A key British industry is being forced to “send pounds to Putin” rather than support the domestic coal market, ministers have been warned.

Conservative MPs pressed the Government to use UK coal to support the country’s steel industry instead of relying on imports from Russia and elsewhere.

Richard Holden, Tory MP for North West Durham, also detailed how the UK imports between five and 10 million tonnes of coal a year – adding this represents more than £1 billion of net imports annually.

He warned this money is not going into UK jobs as part of the transition to new methods of fuelling industry, and highlighted how steelmaking in south Wales is using coal from around the world.

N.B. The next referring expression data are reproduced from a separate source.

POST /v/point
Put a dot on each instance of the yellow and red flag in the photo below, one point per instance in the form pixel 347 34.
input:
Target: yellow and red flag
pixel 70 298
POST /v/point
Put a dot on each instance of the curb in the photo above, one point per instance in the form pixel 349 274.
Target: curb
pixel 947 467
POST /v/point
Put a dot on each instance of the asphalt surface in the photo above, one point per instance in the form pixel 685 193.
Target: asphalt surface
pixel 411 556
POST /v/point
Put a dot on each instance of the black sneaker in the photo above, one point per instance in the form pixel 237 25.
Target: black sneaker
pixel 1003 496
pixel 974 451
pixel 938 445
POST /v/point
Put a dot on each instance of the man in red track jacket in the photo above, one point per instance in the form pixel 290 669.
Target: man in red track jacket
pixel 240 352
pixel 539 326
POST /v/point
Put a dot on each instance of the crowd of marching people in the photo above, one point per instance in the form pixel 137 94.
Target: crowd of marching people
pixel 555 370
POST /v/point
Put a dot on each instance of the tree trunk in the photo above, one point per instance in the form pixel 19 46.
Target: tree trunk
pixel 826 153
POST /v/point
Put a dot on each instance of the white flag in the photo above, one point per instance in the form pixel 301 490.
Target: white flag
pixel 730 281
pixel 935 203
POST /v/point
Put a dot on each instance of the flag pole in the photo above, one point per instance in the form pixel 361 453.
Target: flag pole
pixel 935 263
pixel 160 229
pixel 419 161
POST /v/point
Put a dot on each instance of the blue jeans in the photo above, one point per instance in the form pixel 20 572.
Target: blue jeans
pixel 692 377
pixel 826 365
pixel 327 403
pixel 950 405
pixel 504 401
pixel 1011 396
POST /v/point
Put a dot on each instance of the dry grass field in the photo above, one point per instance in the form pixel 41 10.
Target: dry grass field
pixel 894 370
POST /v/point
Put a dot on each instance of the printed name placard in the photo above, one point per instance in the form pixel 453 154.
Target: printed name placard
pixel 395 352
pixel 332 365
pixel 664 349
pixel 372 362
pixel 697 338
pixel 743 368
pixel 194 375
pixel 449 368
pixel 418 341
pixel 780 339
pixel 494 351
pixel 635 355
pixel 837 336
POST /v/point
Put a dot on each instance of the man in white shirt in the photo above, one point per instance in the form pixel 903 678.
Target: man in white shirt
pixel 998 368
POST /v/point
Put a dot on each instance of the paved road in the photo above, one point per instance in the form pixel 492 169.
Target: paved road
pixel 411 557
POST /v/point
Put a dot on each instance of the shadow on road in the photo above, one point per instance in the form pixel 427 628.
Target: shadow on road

Coal has played an increasingly small role in Britain’s power mix in recent years, with a Government target to phase it out altogether by 2024, and saw its share of generation fall to just 2% in 2019.

Leading a Commons debate, Mr Holden said: “Of our net imports, approximately 40% of our coal comes from Russia and 20% Colombia.

 

“The blast furnaces at Port Talbot could have been burning with British coal, but now they’re going to be burning with Russian coal.

“We are literally forcing one of our key strategic industries to send pounds to (Vladimir) Putin rather than supporting good jobs as we bridge to future technology that will see our strategic heavy industry decarbonise further.”

Mr Holden said the argument against domestic coal production “collapses entirely” when environmental factors are considered, as he questioned the standards adhered to in Russia, Colombia or the United States compared to the UK.